Ben Barba's successful return to ANZ Stadium against his former club highlighted the size of the hole he's left at Canterbury rather than the one he's filled at Brisbane.

The one-time poster boy of Canterbury was always coming to come back and bite the club that granted him a release, but coach Des Hasler will be more concerned about what his side dished up without him in the 18-12 loss on Friday night.

While the ever-reliable Sam Perrett didn't disgrace himself, there's no doubt Hasler will be scratching his head wondering where he is going to find the spark at the back his team so desperately requires.

His halfback Trent Hodkinson is an organiser, while Josh Reynolds is a renowned runner of the football.

It's not that Barba is irreplaceable, but the role he played for Canterbury is vital to the team's success.

They need a player who can create something from nothing - capable of handling the responsibility as the team's third playmaker.

Without it the Bulldogs look disjointed and threw very few questions at the Broncos' defence despite ample opportunities close to the try line.

Much of the talk leading into the match surrounded the hostile reception Barba was poised to receive from the fans and former teammates alike.

While he was far from the man that set the competition alight two seasons ago, he left enemy territory with a smile from ear to ear after playing a part in his new side's victorious start to the year in front of another disappointing crowd (18,040) to open the season.

Hasler would have ordered his troops not to give Barba any space, and for his first touch they did exactly that.

They swarmed in on him as Faf Du Plessis described the Australian cricket team - like a pack of dogs - smothering their former teammate in a rugby-like maul trying to push him back into the in-goal area.

His first touch wasn't very productive, but his first run was a quick reminder of what he's capable of producing, getting outside of Frank Pritchard to put Lachlan Maranta into space.

Then in a harsh reminder of what the Bulldogs are missing in his absence, the man handed his old No.1 jersey, Sam Perrett, spilled a bomb on his own line to gift Brisbane first crack at points.
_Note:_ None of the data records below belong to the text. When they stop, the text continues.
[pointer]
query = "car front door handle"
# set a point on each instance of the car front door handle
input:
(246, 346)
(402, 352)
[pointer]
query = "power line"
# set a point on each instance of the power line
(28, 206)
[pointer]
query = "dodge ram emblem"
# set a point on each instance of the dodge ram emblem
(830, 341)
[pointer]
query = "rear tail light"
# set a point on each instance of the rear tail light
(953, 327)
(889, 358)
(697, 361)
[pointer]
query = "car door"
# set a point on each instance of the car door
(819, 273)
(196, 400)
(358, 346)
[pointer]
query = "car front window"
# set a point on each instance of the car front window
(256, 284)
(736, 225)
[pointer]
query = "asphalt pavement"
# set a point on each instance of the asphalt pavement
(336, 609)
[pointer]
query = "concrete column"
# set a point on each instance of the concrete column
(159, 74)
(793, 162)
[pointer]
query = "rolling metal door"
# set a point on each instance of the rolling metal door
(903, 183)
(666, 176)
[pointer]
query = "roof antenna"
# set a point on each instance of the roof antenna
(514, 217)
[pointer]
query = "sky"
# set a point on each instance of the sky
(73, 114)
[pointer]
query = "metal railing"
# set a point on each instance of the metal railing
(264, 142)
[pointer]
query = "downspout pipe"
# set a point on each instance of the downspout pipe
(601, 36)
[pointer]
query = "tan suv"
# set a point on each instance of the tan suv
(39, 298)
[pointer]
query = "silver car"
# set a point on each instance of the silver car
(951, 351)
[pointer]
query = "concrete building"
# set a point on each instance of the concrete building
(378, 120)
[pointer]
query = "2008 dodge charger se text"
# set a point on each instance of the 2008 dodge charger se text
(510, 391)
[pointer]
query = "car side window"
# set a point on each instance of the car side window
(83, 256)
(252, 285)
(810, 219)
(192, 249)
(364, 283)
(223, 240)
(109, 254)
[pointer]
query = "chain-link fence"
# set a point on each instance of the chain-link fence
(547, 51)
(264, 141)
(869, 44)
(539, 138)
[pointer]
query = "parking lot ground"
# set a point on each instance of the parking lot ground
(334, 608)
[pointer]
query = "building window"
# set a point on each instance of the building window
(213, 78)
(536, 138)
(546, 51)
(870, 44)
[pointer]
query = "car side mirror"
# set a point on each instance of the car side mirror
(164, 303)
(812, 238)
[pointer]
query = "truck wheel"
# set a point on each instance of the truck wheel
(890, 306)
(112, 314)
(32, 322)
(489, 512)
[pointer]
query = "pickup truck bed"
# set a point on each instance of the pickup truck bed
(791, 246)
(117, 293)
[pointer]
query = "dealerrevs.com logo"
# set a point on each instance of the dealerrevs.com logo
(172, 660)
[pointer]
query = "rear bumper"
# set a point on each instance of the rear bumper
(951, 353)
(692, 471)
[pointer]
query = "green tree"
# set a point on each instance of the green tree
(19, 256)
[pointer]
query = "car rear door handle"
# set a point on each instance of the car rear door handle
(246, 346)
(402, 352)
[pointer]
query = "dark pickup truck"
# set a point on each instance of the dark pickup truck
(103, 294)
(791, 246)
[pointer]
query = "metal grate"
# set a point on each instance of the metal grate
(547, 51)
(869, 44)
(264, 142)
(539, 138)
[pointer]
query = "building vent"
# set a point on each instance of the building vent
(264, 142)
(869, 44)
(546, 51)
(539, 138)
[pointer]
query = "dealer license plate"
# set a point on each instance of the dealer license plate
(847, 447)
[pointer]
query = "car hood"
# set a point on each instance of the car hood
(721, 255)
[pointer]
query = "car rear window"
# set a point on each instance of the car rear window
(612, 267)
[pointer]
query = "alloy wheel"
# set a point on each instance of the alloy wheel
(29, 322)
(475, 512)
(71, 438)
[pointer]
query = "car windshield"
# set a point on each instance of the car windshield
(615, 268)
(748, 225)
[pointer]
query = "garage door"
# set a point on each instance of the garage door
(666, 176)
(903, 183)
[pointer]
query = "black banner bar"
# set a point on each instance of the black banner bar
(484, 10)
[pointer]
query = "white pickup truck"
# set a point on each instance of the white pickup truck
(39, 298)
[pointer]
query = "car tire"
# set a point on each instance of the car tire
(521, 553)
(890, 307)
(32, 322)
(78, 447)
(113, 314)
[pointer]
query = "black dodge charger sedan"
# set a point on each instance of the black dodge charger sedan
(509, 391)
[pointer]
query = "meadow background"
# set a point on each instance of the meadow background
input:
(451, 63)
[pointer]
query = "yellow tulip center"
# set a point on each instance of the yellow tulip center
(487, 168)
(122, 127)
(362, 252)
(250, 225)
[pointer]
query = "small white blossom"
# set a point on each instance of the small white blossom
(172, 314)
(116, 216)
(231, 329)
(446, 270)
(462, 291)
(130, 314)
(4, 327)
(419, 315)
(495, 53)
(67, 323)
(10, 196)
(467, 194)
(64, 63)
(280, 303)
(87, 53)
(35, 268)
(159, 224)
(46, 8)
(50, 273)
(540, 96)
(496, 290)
On a ground where he's scored 40 tries in his past 49 appearances, Barba turned provider to put Dale Copley in for the first try of the night.

It was Josh Morris' decision to rush out of the line to put pressure on his former teammate which opened up the space for Barba to grubber behind the line for a charging Copley to score out wide after six minutes.

Daniel Vidot then doubled the Broncos lead when he crashed over debutant Corey Thompson, before Ben Hunt took the Broncos out to a 14-0 lead with a penalty goal from close range.

The Bulldogs couldn't find a way through the Broncos defence, so Morris decided to go over it, leaping above the pack with a mark that was as good as anything you'll see Buddy Franklin do for the Sydney Swans this year.

Trailing 14-6 at the break, the Bulldogs scored first courtesy of a barnstorming Tony Williams, who ran over the top of Josh Hoffman to reduce the deficit to just two points.

Lock Dale Finucane should have put the Bulldogs in front but he spilled the pill with the line wide open.

Lachlan Maranta then ended Canterbury's hopes of a come-from-behind victory, scoring in the corner in the final stages of the contest.

The Broncos might have a bit to worry about when the match review committee look back at the game, with Martin Kennedy and Andrew McCullough put on report for high shots on James Graham and Mitch Brown.

Brown left the field with concussion, so too did Broncos substitute Todd Lowrie after rushing up on Pritchard and collecting his shoulder flush on the jaw.